The
calculation of X-ray emission spectra has been addressed with
the algebraic diagrammatic construction (ADC) scheme, using a core-ionized
wave function as the reference state. With this, the valence-to-core
transitions are found as the first eigenstates with negative eigenvalues.
The performance of the ADC hierarchical methods ADC(2), ADC(2)-x,
and ADC(3/2) has been investigated on 17 transition of second-row
elements (C, N, O, F, and Ne), and 5 transitions of third-row elements
(S and Cl). We report ADC(2) results within 0.20 ± 0.36 eV of
experimental values with an appropriate choice of basis set and when
accounting for relativistic effects, with a slight tendency toward
underestimating emission energies.
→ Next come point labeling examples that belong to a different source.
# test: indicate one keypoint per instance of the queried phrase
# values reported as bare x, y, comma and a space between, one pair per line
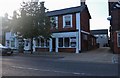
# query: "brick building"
70, 31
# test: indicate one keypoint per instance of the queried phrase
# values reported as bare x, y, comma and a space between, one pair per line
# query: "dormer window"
54, 22
67, 21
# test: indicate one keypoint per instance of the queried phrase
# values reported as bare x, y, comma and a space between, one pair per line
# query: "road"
48, 66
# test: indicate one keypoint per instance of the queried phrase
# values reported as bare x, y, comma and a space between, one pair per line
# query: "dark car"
5, 50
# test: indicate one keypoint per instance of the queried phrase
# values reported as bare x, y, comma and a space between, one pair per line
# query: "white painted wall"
102, 39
By comparison, ADC(2)-x yields
a similar spread in relative energies, but a consistent overestimation
of approximately 1.5 eV. Going to ADC(3/2), we now observe an underestimation
of emission energies and a larger error spread. By comparison, calculations
of X-ray absorption spectra have been reported to favor the ADC(2)-x
method, with ADC(2) showing the largest error when comparing to experimental
values. The difference in ADC performance trends between these core
spectroscopies are attributed to the different electron rearrangement
effects in X-ray absorption and emission processes.